UK Govt launches consultation on 20% renewables target for
2020
London (Platts)--9Oct2006
The UK Government launched Thursday a consultation "seeking views from
industry, investors and other stakeholders" on how to reach the target in the
July energy review report of getting 20% of the UK's electricity from
renewables by 2020.
Secretary of state for trade and industry Alistair Darling said there was
"no doubt that reaching 20% will be tough." He said: "It means we must get
more power from offshore wind farms and other emerging technologies like
biomass and wave and tidal, while maximizing the contribution from those
technologies that are already being deployed."
The government said a "key question" for the consultation was whether the
Renewables Obligation system should be amended to include "banding." The RO
requires suppliers in the UK to present Renewables Obligation Certificates
covering a given proportion of their power. ROCs are given to renewables
generators, and suppliers can either acquire them by buying power from
renewable generators, or by acquiring the certificates direct.
The new banding proposal would differentiate between different
technologies, giving more ROCs to emerging technologies, such as marine power.
The government said this would give "a greater economic incentive for the
renewables sector to generate more power from emerging technologies such as
offshore wind farms and biomass plants while tailoring support to cheaper
technologies like landfill gas and co-firing."
The consultation will also look at the government's commitment to
increase the level of the RO from its current limit of 15.4% by 2015 up to a
maximum of 20% by 2020, the government said.
The government said it has also proposed freezing the buyout price in
2015 by removing the annual increase in line with the Retail Price Index.
Individual suppliers can also choose to buy out their RO commitment at a set
price that currently increases each year by the RPI. Freezing this price would
gradually decrease the value of economic incentives for renewable power. The
government added that it may introduce a mechanism to ensure future ROC prices
"taper smoothly down rather than falling steeply if obligation levels are
exceeded."
As well as looking to expand the renewables, the government said it was
also "looking to increase the amount of smaller-scale, localized electricity
production." The consultation proposals include some changes to RO legislation
in line with this, which would come into force from April 1, 2007.
The legislative changes include allowing agents "to act on behalf of
small generators for example, in completing accreditation forms, claiming ROCs
etc" and "to amalgamate the output of two or more small generators for the
purposes of claiming ROCs." The changes would also remove "an administrative
process where all generators are required to have what are known as sale and
buyback agreements," the government said.
On bio-energy, the consultation will also look at removing the caps on
co-firing of energy crops from April 1, 2007, while retaining the 10% cap for
co-firing of other forms of biomass, the government said.
But the government's proposals have already generated some criticism.
David Porter, chief executive of the Association of Electricity Producers
said: "The RO was designed to be "technology blind" so that it would attract
the cheapest renewable energy first.
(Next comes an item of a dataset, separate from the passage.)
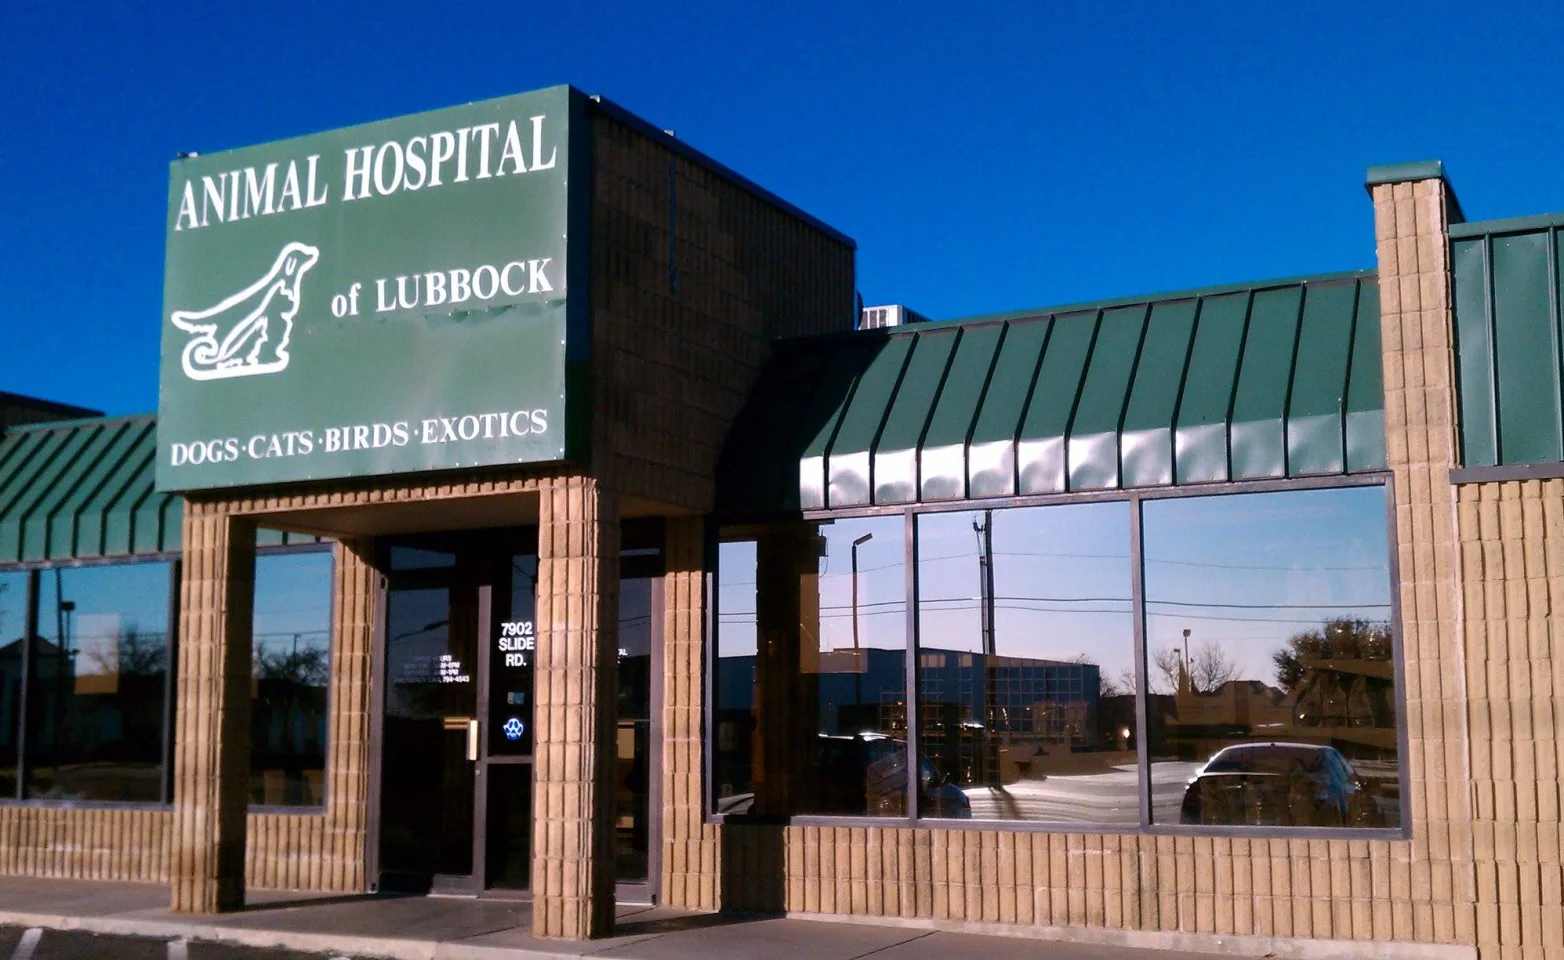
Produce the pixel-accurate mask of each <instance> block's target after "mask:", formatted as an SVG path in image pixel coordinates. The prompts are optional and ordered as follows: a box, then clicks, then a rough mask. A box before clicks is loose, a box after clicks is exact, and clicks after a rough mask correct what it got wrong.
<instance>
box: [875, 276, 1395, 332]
mask: <svg viewBox="0 0 1564 960" xmlns="http://www.w3.org/2000/svg"><path fill="white" fill-rule="evenodd" d="M1378 275H1379V272H1378V270H1342V272H1336V274H1314V275H1309V277H1286V278H1281V280H1257V281H1250V283H1223V285H1218V286H1200V288H1193V289H1181V291H1171V292H1165V294H1139V296H1134V297H1114V299H1112V300H1092V302H1085V303H1067V305H1064V306H1040V308H1037V310H1010V311H1006V313H988V314H979V316H971V317H952V319H948V321H932V324H938V325H946V324H959V325H968V324H992V322H1001V321H1024V319H1028V317H1046V316H1060V314H1065V313H1089V311H1096V310H1110V308H1114V306H1137V305H1142V303H1167V302H1170V300H1196V299H1200V297H1215V296H1218V294H1242V292H1248V291H1254V292H1261V291H1267V289H1273V288H1282V286H1301V285H1304V283H1331V281H1339V280H1365V278H1370V280H1372V278H1376V277H1378ZM920 327H921V328H923V330H927V328H929V324H909V325H907V327H904V328H902V327H891V336H895V335H896V333H901V331H902V330H906V331H907V333H913V331H915V330H918V328H920Z"/></svg>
Skewing it to favor schemes which, at the
moment, are more expensive, might damage the prospects for other renewables
and threaten investors' confidence in the regime."
Porter said AEP "would prefer to see the emerging, more expensive
technologies given support outside the RO mechanism." But he added that
producers want to see the momentum for renewable energy maintained, "so, if
the mechanism has to be changed, we shall put a lot of effort into this
consultation, to help the government find the right way to do it."
Darling launched the consultation at the official ground-breaking
ceremony for Scottish Power's GBP300 (Eur446) million, 322-MW Whitelee
Windfarm south of Glasgow. The windfarm will be Europe's largest onshore wind
farm when completed, the government said.